What we see happening here, is moving the problem, outside of the engines, and instead processing a set of indicators that might or might not indicate malicious behavior. One scenario is – what would the IT team do if “engine A” provided a set of indicators that said to it that a malicious act was occuring, but “engine B” usually assesses as benign?

And finally, employing an additional detection engine does not increase the detection rate. In fact, the possibility of worsening the detection rate increases when a vendor does not have its own engine. There is a gap in understanding and determining the true meaning of the indicators and the ultimate confusion that can arise in assessing too many sources of sometimes conflicting information.

The cost factor

Budget is always a concern in any company. In this instance, having all of the enterprise’s security solutions all of the time can be expensive. Additionally, in some instances, the license does not permit the use of the engine in alternative way. Instead, financial or license restrictions must be inserted into the decision mechanism to determine which solutions to use for each sample. The easiest way to do it is to characterize the sample using static-analysis methods. For example, if a file contains a macro, it will act differently than a file that does not contain one. For advanced attacks, static evasion techniques can be used. In conclusion, this level of decision algorithm is complex and usually results in many false-negatives.

Updates can be delayed

Updating a solution that contains integrated detection engines in one solution, can be complex. Due to their reactive nature, each detection mechanism, is continually evolving and creating more indicators.

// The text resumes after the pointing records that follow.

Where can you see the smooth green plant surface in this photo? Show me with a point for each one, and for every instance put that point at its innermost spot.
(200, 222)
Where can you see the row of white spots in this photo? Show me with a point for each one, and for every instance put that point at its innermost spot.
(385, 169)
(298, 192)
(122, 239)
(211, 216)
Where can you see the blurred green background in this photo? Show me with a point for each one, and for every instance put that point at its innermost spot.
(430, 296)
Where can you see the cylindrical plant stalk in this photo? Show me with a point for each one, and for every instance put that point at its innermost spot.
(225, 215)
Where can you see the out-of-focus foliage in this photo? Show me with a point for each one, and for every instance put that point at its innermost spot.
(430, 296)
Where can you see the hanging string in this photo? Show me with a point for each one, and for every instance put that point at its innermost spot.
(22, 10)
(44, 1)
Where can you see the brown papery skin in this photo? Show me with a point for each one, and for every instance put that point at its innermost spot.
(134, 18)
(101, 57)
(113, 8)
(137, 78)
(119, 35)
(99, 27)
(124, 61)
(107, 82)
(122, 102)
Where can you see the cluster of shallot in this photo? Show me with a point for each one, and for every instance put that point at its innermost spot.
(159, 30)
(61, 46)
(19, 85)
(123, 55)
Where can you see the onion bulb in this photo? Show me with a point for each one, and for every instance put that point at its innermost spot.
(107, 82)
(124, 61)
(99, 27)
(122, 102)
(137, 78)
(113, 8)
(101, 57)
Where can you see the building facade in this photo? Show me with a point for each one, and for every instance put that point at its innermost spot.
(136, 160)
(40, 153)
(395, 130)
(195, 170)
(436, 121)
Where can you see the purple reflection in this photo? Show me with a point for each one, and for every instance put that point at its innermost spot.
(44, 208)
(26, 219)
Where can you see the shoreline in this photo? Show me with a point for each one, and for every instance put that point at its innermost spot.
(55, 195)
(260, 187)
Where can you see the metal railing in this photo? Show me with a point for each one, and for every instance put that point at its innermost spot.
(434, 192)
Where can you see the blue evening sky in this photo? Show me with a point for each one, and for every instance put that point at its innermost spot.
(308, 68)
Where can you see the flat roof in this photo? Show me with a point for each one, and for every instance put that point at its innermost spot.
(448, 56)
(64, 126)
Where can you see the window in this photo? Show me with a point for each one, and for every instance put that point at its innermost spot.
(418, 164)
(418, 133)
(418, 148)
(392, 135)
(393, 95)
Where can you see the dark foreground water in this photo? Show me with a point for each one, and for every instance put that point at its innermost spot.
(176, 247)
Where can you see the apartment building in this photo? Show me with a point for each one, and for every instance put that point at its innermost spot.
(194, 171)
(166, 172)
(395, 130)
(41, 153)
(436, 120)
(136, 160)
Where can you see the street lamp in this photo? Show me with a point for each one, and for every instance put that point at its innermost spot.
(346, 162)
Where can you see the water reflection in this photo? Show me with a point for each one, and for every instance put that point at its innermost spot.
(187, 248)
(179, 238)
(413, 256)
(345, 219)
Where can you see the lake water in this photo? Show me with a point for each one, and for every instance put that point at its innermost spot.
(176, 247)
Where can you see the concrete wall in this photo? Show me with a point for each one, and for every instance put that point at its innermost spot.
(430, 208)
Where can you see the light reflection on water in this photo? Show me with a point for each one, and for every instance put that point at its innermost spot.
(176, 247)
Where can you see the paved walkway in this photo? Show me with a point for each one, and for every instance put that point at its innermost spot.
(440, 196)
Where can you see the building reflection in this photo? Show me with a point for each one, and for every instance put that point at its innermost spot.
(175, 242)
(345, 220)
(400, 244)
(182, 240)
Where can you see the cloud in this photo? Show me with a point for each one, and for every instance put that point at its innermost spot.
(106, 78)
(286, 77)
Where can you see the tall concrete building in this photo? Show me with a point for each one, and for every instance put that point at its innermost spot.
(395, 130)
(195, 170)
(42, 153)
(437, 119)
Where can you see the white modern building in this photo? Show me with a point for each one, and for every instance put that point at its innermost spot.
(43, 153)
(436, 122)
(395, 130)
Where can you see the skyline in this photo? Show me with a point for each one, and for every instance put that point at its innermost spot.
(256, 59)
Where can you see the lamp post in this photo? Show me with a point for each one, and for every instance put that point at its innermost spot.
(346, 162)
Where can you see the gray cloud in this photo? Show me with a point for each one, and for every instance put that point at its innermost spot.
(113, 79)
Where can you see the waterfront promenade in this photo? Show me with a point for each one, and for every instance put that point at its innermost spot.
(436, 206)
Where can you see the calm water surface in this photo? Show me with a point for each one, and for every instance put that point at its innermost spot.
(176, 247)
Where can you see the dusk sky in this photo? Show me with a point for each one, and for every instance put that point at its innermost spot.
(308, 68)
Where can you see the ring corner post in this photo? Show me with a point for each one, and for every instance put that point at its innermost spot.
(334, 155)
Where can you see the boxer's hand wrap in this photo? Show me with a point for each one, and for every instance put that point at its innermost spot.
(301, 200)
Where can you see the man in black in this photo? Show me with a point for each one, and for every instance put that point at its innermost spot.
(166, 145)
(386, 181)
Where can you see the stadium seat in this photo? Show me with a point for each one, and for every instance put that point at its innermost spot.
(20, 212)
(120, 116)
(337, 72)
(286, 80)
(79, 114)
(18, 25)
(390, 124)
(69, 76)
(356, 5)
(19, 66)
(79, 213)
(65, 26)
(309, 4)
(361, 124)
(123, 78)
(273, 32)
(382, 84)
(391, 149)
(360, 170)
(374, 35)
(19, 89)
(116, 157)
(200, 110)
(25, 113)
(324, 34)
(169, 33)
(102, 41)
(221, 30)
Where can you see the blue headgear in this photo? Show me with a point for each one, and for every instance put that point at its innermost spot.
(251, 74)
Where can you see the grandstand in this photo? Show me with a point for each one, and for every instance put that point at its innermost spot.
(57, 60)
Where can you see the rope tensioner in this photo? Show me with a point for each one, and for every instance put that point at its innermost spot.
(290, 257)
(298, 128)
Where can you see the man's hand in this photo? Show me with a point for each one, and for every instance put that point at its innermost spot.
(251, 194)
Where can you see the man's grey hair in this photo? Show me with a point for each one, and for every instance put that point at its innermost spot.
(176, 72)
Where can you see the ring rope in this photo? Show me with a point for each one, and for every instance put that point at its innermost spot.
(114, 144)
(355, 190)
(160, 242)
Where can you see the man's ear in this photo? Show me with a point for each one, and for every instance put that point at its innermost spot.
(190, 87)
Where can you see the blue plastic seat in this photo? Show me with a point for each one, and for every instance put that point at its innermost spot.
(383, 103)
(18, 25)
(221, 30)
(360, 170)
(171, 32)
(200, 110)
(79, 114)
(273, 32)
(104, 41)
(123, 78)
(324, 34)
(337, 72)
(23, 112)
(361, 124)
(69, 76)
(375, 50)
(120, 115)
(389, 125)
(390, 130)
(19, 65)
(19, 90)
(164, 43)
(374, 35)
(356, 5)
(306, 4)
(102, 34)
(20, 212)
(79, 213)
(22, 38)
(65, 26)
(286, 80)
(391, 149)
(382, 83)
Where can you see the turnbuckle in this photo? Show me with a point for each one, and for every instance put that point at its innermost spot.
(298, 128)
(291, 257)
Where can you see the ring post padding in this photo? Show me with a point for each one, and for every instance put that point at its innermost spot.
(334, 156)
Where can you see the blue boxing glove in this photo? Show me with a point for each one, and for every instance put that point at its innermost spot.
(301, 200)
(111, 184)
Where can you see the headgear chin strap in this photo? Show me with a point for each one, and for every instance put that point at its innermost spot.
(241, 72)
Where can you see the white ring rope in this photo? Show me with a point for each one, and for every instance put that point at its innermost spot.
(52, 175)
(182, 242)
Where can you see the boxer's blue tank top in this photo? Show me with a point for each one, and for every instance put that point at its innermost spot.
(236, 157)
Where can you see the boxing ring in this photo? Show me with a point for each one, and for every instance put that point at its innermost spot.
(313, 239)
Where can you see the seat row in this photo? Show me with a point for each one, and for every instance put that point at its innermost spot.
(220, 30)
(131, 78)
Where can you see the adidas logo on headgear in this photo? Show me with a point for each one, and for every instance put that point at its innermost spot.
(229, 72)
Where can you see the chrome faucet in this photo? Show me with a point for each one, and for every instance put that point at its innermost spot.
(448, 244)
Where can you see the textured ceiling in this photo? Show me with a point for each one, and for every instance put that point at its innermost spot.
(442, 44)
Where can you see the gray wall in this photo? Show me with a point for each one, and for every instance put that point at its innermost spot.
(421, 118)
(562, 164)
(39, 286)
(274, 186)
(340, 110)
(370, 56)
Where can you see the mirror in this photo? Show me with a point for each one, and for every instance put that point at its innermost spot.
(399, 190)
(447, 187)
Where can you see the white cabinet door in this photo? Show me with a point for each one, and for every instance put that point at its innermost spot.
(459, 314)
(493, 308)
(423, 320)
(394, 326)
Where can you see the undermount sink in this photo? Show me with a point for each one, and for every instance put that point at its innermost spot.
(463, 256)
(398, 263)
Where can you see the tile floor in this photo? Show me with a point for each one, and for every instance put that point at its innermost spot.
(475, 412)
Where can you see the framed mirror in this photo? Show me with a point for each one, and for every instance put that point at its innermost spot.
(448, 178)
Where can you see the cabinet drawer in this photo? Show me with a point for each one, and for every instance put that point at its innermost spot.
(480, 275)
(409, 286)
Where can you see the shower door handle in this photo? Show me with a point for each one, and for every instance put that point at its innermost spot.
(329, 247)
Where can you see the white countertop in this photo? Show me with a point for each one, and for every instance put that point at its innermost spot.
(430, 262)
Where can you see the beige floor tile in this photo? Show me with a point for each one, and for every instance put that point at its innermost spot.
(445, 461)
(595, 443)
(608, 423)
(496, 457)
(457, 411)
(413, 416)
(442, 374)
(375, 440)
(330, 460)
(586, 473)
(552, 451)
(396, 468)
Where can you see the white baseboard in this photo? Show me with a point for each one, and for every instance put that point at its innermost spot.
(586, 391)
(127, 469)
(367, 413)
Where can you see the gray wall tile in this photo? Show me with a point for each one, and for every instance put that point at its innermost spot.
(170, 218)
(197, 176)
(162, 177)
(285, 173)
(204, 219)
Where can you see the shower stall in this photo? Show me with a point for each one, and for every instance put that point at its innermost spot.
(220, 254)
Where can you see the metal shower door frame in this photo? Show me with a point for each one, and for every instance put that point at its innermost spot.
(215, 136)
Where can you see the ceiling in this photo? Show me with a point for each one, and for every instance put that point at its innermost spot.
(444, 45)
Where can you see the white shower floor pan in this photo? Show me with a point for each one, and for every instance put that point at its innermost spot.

Using a stand-alone deployment, the user may receive the updates in a timely fashion, but having numeruos engines inside your product increases the urgency to know which new indicators were added, and how they impact the character and responsiveness of the overall decision algorithm. This period is followed by a period of time to develop, integrate and test, the risk of breach is even increasing, especially if an enterprise waits for the updates for too long a period of time.

So what’s the solution?

These issues – complexity, cost, and delayed updates – are the central issues as to why we see malware and bad actors be able to bypass all of the integrated detection solutions available today. It is easier than ever to deploy new solutions, so there is no reason not to choose the best solution for your security needs.